Hier matin, trop tôt pour
cette lève-tard d'Azur, nous sommes montés dans un car qui nous a fait faire un rapide tour de la ville, avec un arrêt à l'Atheneum (salle de concert) et un second au
Palais Parlementaire, gigantesque gâteau de noces élevé à la gloire des Ceaucescu dans les années 1980. Les quelque 200 marches à gravir et redescendre pour visiter quelques-uns des 2000 salles et salons de ce dernier ont eu sur nous un effet dissuasif. Heureusement, il y a au rez-de-chaussée un joli Musée du costume qui nous a permis de passer le temps en attendant nos co-voyageurs plus énergiques.

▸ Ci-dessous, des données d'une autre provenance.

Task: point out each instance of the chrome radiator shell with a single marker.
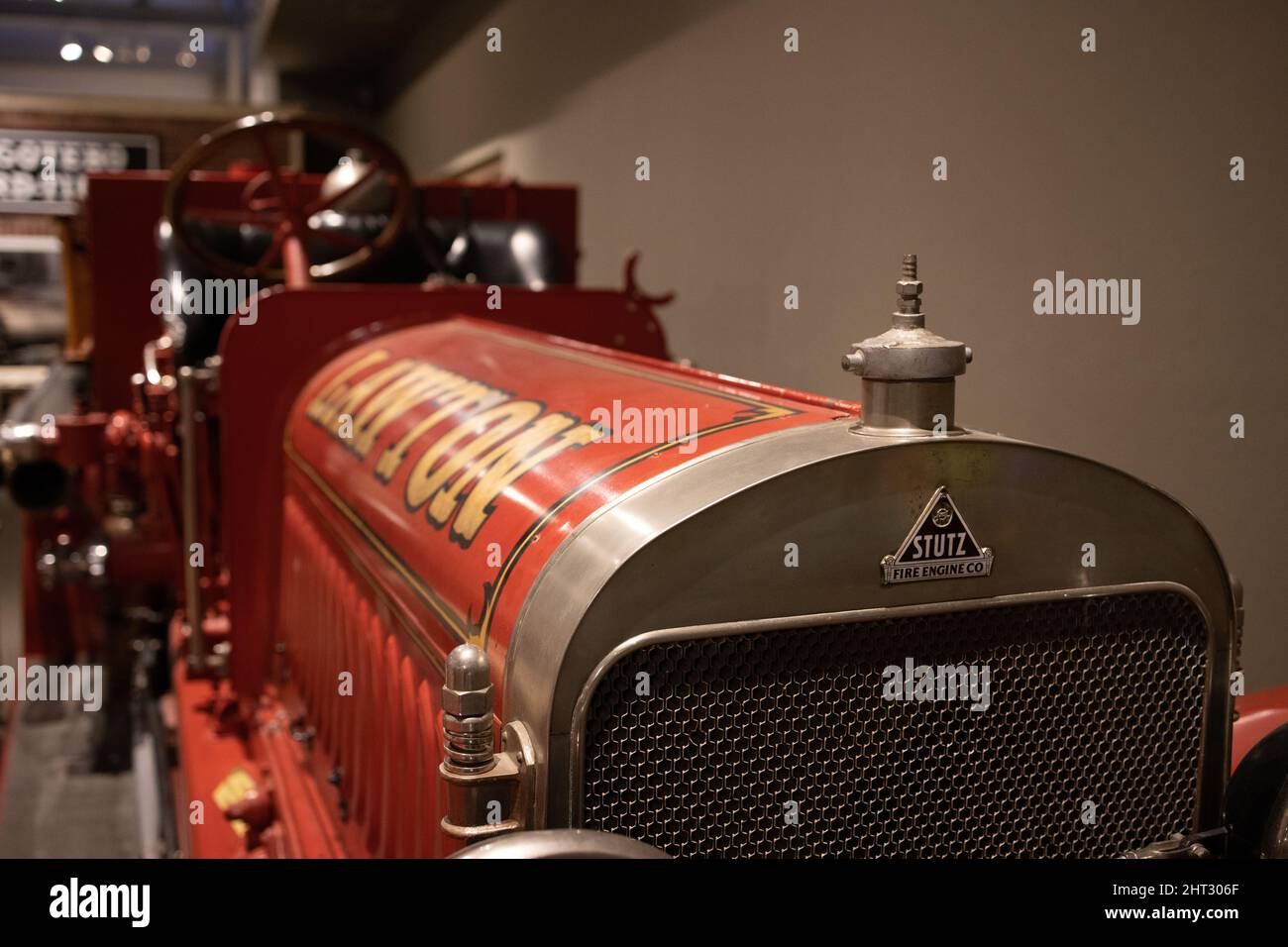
(703, 545)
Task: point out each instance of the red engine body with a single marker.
(391, 470)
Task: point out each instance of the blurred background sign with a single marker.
(46, 171)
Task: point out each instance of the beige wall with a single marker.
(814, 169)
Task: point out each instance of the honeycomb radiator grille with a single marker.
(1094, 699)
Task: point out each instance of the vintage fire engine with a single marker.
(468, 566)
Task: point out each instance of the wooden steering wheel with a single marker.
(273, 200)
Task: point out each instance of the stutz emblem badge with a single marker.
(939, 547)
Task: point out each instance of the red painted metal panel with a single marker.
(299, 331)
(460, 562)
(1258, 714)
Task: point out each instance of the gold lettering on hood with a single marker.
(456, 476)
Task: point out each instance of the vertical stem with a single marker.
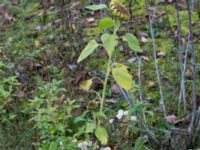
(157, 69)
(194, 101)
(162, 104)
(108, 69)
(182, 87)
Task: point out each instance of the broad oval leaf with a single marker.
(132, 41)
(96, 7)
(109, 42)
(106, 23)
(101, 135)
(53, 146)
(85, 85)
(89, 49)
(122, 77)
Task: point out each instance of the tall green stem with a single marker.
(108, 69)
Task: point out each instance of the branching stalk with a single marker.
(108, 69)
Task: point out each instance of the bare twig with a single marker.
(194, 101)
(180, 47)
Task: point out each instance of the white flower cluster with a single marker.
(121, 113)
(83, 145)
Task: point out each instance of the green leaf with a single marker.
(96, 7)
(106, 23)
(132, 41)
(122, 76)
(109, 42)
(89, 49)
(53, 146)
(101, 135)
(140, 143)
(90, 127)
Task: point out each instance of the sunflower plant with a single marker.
(109, 42)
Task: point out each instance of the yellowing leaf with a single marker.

Encore un lunch dans un restaurant typique, Jaristea, décoration splendide fourmillant de curieuses antiquités, notamment une collection d'horloges anciennes et un gramophone RCA à pavillon et manivelle, mais menu de groupe plutôt décevant.
Rien à dire du trajet vers le delta du Danube, que nous avons hélas traversé sur une autoroute anonyme qui en évitait tous les accidents intéressants. Champs en friche et postes d'essence. Embarquement sans histoire à Cernacova sur notre bateau de croisière, le Swiss Sapphire, une sorte de péniche géante construite et aménagée spécialement pour la navigation fluviale.
La décoration et les aménagements sont luxueux, avec un immense bar à l'avant, une grande salle à dîner au-dessous, un autre bar-bistrot à l'arrière et un gigantesque pont-promenade avec jaccuzzi et transats par-dessus tout ça. Notre cabine est grande (30 mètres carrés) et confortable, mais manque un peu d'espaces de rangement. Bof, on se débrouillera.
À notre surprise, la quasi-totalité des 90 passagers sont américains, près de la moitié californiens, et en grande majorité âgés. Un couple d'Espagnols (lui ressemble à Juan Carlos en plus jeune) et nous sommes les seuls "étrangers" à bord… à part le personnel et l'équipage, composés en grande partie d'Européens centraux.
Le capitaine Josef, viennois, nous accueille dans un anglais à l'accent allemand pratiquement incompréhensible, mais avec une bonne humeur communicative. Heureusement, ses explications techniques sont immédiatement reprises en long et en large par Steve, le jeune "tour director" canadien.
À peine la réception de bienvenue terminée et le troupeau des passagers descendu à la salle à dîner, le navire appareille sans bruit et sans secousses pour sa première escale, Ruse (ou Roussé), en Bulgarie.